The relative target position is scored relative to the beginning of the coding region for protein-coding transcripts (range 0 - 1), where a lower score indicates a guide closer to the N-terminus of the gene.
Mismatches between the target and the guide can significantly hinder the interaction strength; even just a single mismatch can significantly reduce interaction strength between the guide sequence and complementary genomic sequence, and result in reduced cutting/editing efficiency.

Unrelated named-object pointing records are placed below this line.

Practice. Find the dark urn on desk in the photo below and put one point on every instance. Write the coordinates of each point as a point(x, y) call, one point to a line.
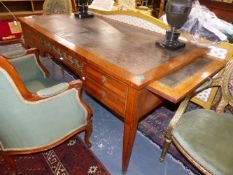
point(177, 12)
point(83, 9)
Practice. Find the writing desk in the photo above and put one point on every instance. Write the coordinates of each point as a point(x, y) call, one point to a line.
point(120, 65)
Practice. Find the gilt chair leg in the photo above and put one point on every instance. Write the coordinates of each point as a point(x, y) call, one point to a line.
point(166, 146)
point(88, 134)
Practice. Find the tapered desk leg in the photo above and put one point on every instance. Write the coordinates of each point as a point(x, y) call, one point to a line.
point(130, 128)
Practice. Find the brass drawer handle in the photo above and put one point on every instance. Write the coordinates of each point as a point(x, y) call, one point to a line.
point(103, 94)
point(104, 79)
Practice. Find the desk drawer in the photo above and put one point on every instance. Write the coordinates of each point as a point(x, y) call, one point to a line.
point(110, 83)
point(105, 96)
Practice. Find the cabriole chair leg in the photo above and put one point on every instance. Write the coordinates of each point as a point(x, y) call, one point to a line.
point(166, 146)
point(88, 134)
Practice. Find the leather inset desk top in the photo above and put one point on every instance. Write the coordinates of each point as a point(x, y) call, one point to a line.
point(128, 47)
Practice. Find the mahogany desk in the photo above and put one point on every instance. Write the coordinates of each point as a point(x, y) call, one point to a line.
point(119, 64)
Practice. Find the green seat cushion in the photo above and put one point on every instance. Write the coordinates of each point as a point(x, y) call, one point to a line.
point(208, 138)
point(53, 90)
point(12, 50)
point(38, 84)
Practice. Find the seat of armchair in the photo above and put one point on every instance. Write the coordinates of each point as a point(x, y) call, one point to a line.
point(12, 50)
point(197, 132)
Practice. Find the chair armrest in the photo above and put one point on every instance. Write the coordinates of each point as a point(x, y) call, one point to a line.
point(183, 105)
point(53, 90)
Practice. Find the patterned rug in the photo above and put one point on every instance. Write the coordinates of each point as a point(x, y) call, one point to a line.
point(154, 127)
point(70, 158)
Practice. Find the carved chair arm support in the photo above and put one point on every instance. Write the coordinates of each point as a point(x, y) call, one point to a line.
point(183, 105)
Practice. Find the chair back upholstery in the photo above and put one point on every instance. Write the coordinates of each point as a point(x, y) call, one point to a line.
point(27, 124)
point(27, 67)
point(57, 7)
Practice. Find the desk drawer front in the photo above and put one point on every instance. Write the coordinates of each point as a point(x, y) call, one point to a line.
point(105, 96)
point(112, 84)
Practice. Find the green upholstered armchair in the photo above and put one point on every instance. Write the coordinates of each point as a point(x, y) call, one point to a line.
point(12, 50)
point(57, 7)
point(33, 74)
point(205, 136)
point(33, 122)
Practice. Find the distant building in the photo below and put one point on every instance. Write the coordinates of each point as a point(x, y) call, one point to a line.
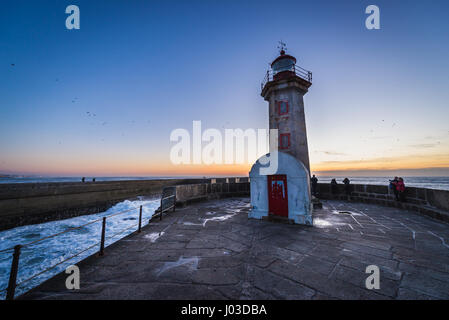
point(285, 194)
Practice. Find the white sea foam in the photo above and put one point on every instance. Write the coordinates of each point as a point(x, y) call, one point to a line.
point(46, 253)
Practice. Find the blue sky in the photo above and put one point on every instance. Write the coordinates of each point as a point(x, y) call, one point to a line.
point(104, 99)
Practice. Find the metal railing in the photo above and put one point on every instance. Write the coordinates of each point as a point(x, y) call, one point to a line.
point(294, 69)
point(16, 250)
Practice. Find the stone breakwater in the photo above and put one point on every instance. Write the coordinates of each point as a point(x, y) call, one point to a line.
point(31, 203)
point(430, 202)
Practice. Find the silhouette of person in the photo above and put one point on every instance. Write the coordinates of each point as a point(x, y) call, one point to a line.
point(347, 182)
point(314, 181)
point(334, 186)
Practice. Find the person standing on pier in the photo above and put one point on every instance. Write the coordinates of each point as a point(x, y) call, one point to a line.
point(347, 186)
point(400, 187)
point(334, 186)
point(393, 186)
point(314, 181)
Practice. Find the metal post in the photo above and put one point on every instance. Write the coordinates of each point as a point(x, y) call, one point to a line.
point(140, 219)
point(103, 233)
point(13, 273)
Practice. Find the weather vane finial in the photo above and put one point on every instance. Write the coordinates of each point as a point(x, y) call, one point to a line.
point(282, 47)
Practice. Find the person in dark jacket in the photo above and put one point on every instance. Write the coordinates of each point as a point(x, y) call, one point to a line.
point(314, 181)
point(347, 186)
point(400, 187)
point(393, 186)
point(334, 186)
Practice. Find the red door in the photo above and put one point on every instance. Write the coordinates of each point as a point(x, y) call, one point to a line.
point(277, 195)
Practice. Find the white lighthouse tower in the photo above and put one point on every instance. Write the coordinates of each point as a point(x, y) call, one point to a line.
point(284, 194)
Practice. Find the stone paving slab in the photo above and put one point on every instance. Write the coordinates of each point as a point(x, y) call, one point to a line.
point(211, 250)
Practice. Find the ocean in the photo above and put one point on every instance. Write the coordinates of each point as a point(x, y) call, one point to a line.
point(441, 183)
point(49, 252)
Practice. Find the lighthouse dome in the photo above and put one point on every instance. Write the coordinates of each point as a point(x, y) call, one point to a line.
point(282, 63)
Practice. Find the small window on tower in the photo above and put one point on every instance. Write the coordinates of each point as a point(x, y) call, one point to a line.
point(282, 107)
point(284, 141)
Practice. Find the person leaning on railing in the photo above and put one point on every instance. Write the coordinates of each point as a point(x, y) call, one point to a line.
point(400, 187)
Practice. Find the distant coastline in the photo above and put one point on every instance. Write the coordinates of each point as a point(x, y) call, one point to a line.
point(430, 182)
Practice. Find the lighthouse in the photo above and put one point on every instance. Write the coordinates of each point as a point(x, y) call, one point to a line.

SNP probabilities (range 0 - 1) indicate the likelihood of at least one base variation in the target sequence. The probability of the target harboring an SNP is based on the number of SNPs found within the target sequence, and the allele frequency of the SNP within the population.
Note: SNP probability is not included for mouse guides, as mice are typically inbred.
Fraction of transcripts covered
Many genes encode multiple isoforms. Unless a specific isoform is indicated as the gene target in the design tool, guides that target all or the majority of isoforms are preferred. Only verified mRNA and ncRNA (MN and NR) transcripts are included. Predicted mRNA and ncRNA (XM and XR) are not counted in the proportion of isoforms a particular guide will target.
- Crisflash to extract all guide locations and identify off-targets (PMID: 30649181) (2).
- Azimuth to determine ontarget scores (PMID: 26780180)(1).
- Genome Assembly & RefSeq annotations based on: GRCh38.p13 / GRCm38.p6.
- SNPs identified using locations and allele frequencies from dbSNP build GCF_000001405.38.
- All other software was developed in house and is proprietary.
- Doench JG et al. Optimized sgRNA design to maximize activity and minimize off-target effects of CRISPR-Cas9. Nat Biotechnol 34: 184–91.
- Jacquin ALS et al. Crisflash: open-source software to generate CRISPR guide RNAs against genomes annotated with individual variation. Bioinformatics 35(17): 3146–7.